Kasih Tanpa Nama

Di satu sudut kota Madinah, seorang lelaki tua duduk setiap hari. Badannya ringkih, matanya buta. Setiap pagi ia datang, duduk di tempat yang sama, dengan kebencian yang tertanam begitu dalam. Di sela helaan nafas yang kian rapuh, ia melontarkan umpatan pada seorang lelaki yang tidak pernah ia temui, tidak pernah ia lihat—tetapi telah ia benci seolah-olah sejak lama.

“Jangan percayai Muhammad!” teriaknya, “Ia hanya akan menyesatkan kalian!” Begitu berulang-ulang, serupa angin yang menggores, menyentuh siapa saja yang lewat di sekitarnya. Dan meski suara kebencian itu samar, seseorang selalu mendengarnya, mendengarnya tanpa balasan marah, tanpa sedikit pun penolakan.

Orang yang setiap pagi datang kepadanya bukan lain adalah Muhammad sendiri. Rasulullah Saw., dalam kebisuan yang lembut, mendekati lelaki tua itu dengan sabar. Duduk di sampingnya, beliau menyuapkan makanan, perlahan, penuh kasih. Tidak ada perkataan yang mencoba menghalangi kata-kata kasar yang terlontar dari bibir lelaki itu, tidak ada teguran atau amarah yang disimpan. Rasulullah hanya duduk, dengan telaten, membantu lelaki itu makan hingga kenyang, menghangatkan tubuhnya dengan senyum yang tidak bisa dilihat oleh mata yang telah kehilangan terang.

Setiap pagi begitu. Tiap hari, Muhammad datang tanpa suara, tanpa memperkenalkan diri, hanya membawa sebongkah kasih sayang dalam diam. Bagi beliau, menyuapi lelaki tua itu adalah panggilan kasih sayang, bukan semata-mata untuk membalas kebencian dengan kebaikan—melainkan untuk menghapus luka yang barangkali tak pernah disadari lelaki tua itu sendiri.

Namun, tiba-tiba Madinah diliputi duka. Berita wafatnya Rasulullah merayap cepat ke setiap penjuru, menembus hati yang merasa kehilangan. Rasulullah telah tiada. Cahaya yang selama ini memeluk Madinah al-Munawwarah perlahan pudar.

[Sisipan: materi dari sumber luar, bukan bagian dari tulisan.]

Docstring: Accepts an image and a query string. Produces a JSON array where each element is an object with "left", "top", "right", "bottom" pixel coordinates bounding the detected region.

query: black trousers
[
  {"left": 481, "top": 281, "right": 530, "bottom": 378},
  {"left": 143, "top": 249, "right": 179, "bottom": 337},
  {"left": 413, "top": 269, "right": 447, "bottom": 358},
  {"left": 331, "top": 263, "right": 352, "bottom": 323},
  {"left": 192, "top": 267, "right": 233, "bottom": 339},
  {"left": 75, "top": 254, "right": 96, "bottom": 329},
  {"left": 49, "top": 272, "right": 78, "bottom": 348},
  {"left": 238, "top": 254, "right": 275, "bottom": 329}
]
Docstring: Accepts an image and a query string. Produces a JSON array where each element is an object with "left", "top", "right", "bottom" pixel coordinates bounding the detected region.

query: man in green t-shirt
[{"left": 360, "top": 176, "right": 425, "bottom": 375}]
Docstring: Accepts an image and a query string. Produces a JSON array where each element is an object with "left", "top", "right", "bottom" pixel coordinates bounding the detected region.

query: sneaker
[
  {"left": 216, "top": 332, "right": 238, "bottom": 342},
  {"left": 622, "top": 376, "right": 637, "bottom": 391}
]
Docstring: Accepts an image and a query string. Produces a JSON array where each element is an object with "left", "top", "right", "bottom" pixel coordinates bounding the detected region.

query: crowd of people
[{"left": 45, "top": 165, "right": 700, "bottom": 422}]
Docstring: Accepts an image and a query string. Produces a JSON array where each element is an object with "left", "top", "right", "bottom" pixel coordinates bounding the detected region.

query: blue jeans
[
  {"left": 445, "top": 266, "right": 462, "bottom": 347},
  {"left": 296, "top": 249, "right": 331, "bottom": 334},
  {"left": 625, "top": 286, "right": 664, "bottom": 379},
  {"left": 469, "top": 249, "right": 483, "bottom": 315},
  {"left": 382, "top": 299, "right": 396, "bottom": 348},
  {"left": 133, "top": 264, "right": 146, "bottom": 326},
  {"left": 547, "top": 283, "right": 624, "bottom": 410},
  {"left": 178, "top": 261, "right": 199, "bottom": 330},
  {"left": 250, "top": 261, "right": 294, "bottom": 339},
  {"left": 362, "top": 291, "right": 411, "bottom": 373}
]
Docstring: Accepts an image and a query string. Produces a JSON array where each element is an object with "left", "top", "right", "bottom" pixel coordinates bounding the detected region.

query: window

Di tengah-tengah dukacita itu, lelaki tua buta itu masih saja duduk di tempatnya. Hari-hari berlalu, dan ia menanti—menunggu kehadiran seseorang yang tiap hari mendekatinya, menyuapinya, menemaninya makan. Namun hari demi hari berlalu, dan tiada satu pun yang datang. Tiada lagi tangan lembut yang menyuapkan makanan, tiada lagi kehangatan yang diam-diam ia rindukan.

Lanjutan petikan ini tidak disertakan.